A simulated reality is an approximation of reality created in a simulation, usually in a set of circumstances in which something is engineered to appear real when it is not.

Most concepts invoking a simulated reality relate to some form of computer simulation, whether through the creation of a virtual reality that creates appearance of being in a real world, or a theoretical process like mind uploading, in which a mind could be uploaded into a computer simulation. A digital twin is a simulation of a real thing, created for purposes such as testing engineering outcomes.

== In fiction ==
All fiction can be said to present a simulated reality to the reader, viewer or player. Humans purposely experience these things and enjoy them, while knowing they are not actually real. As humans only respond emotively to things we believe to be real, this phenomenon has become known as the "paradox of fiction". The idea of a "willing suspension of disbelief" was first proposed in 1817 by Samuel Taylor Coleridge in order to explain this discrepancy. Others have noted that the way the story is told can override people's belief in the unreality of the story by engrossing them in the narrative.

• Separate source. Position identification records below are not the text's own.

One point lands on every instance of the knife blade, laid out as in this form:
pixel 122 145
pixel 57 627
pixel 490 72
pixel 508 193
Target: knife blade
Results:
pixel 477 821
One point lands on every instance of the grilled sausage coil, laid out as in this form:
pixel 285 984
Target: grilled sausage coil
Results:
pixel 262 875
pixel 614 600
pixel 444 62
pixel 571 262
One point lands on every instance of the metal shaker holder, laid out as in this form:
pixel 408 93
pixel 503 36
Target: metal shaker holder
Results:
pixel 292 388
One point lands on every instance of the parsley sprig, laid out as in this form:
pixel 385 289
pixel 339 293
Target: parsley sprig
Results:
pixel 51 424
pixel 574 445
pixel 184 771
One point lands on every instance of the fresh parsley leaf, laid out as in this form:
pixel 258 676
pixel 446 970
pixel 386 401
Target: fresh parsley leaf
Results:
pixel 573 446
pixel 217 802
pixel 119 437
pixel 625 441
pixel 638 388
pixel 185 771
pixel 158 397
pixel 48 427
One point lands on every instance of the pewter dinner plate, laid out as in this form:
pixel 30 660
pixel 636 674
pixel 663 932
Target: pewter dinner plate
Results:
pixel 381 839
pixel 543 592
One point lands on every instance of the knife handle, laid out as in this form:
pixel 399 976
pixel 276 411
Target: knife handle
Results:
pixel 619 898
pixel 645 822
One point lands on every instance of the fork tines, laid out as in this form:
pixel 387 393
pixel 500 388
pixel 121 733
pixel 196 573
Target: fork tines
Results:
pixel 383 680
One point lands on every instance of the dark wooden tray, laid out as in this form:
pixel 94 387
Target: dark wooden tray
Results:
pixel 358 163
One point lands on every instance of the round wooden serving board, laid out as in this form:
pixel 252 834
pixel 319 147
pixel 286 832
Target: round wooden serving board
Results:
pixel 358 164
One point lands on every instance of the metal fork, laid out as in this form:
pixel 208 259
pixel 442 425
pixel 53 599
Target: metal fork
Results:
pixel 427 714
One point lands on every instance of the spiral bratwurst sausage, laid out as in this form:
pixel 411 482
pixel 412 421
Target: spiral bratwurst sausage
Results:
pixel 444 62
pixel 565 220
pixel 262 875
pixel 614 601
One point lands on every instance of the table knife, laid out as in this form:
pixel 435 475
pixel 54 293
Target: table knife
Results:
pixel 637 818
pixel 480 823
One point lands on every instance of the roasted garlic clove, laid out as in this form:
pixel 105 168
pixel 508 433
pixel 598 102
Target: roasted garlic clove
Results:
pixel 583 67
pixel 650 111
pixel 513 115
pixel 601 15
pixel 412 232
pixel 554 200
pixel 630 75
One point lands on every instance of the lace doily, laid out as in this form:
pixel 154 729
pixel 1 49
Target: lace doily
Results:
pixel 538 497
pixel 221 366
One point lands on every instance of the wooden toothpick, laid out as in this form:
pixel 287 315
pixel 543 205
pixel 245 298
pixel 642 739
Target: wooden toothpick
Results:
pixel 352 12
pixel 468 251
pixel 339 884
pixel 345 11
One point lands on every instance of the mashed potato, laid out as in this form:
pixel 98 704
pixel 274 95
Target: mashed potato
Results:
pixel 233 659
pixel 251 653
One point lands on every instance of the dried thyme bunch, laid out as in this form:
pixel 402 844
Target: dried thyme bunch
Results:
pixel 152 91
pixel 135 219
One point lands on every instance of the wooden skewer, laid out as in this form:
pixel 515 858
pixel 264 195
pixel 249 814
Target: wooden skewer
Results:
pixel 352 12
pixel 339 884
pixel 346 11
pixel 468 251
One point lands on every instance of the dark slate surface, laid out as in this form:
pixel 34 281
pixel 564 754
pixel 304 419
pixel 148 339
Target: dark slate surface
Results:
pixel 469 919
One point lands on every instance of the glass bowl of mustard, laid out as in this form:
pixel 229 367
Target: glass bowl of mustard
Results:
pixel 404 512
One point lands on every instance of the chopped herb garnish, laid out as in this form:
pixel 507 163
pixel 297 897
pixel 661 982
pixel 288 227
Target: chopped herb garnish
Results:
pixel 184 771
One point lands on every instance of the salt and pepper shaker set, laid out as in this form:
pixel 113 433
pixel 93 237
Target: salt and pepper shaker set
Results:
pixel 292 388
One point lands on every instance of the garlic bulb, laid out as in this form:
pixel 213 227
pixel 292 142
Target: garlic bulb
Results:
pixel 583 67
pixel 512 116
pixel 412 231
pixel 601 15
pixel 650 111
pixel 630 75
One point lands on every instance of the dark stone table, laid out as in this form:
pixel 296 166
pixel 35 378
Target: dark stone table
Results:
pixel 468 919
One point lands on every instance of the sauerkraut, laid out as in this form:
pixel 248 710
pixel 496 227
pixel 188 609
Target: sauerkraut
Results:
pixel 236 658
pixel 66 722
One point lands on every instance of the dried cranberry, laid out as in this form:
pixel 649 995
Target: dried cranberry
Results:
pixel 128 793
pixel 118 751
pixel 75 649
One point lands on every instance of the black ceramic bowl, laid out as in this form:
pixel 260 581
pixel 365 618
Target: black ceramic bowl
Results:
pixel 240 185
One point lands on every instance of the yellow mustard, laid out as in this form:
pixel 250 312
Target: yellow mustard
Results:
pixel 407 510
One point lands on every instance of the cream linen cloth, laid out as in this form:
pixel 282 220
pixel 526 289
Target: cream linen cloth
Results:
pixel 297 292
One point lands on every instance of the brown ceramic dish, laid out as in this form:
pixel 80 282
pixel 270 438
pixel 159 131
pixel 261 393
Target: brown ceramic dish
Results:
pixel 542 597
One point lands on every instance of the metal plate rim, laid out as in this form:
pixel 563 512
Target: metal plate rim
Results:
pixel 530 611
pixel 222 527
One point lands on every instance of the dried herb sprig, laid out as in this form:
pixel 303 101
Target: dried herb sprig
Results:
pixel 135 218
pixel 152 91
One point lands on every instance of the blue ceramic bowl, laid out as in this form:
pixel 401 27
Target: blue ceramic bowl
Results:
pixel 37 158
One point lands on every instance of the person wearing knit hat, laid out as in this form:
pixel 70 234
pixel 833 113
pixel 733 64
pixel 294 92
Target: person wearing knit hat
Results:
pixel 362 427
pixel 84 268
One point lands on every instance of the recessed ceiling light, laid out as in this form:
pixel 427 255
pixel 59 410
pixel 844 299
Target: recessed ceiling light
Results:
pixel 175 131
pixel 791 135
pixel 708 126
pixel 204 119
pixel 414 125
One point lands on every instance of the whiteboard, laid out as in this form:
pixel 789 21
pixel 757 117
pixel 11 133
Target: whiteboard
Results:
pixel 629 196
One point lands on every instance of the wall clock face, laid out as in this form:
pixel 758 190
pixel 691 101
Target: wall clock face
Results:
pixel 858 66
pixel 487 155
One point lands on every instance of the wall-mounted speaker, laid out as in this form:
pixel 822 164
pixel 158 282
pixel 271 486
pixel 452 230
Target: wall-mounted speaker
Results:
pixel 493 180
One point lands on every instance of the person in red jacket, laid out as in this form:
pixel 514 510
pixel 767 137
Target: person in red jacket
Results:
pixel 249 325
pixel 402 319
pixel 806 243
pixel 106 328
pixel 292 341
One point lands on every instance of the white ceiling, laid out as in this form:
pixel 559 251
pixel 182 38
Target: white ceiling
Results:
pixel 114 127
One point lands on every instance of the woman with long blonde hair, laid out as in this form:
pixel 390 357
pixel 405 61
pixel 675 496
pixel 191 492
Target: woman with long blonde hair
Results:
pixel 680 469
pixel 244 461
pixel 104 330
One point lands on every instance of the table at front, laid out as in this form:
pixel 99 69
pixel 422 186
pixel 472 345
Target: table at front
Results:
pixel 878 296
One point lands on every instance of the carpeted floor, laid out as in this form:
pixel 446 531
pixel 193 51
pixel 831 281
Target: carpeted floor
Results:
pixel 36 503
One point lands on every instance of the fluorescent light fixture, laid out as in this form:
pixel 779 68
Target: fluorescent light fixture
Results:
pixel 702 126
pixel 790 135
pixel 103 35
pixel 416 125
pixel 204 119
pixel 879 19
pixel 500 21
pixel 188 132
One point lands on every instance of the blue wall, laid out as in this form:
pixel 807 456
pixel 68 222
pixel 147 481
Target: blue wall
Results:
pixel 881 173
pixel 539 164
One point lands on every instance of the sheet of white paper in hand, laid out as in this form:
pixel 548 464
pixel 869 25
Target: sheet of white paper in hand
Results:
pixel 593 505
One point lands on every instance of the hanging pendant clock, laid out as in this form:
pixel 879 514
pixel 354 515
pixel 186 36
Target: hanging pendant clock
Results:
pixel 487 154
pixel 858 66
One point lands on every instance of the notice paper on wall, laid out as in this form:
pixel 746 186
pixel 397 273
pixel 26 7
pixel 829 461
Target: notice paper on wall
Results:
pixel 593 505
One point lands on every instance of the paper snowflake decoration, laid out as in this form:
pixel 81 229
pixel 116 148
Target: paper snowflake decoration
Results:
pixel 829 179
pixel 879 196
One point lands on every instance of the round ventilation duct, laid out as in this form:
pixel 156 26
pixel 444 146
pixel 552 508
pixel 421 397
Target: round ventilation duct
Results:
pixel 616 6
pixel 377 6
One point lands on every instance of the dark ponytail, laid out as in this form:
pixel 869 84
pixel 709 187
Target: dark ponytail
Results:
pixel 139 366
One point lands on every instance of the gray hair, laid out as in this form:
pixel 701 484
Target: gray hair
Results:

The concept of a simulated reality is in itself a common science fiction trope, often a metaphor for complacency towards the influence of modern technology, corporations, and other societal forces on one's behavior and desires. One of the most well-known examples is the 1999 film The Matrix. The film, and its ensuing media franchise, depicts far-future humans being harvested for bioelectricity by intelligent machines while living in a false, computer-generated approximation of late 20th century Earth. Some humans seek to break others out of the simulation, offering them a choice between a red pill and blue pill that will set them free or keep them in the Matrix forever. Escaping the simulation is usually presented as the correct choice, even if reality is harsher and more displeasing, reflecting the desire of humans to live in an objective reality. However, the idea that objective reality would be definitively superior has been debated.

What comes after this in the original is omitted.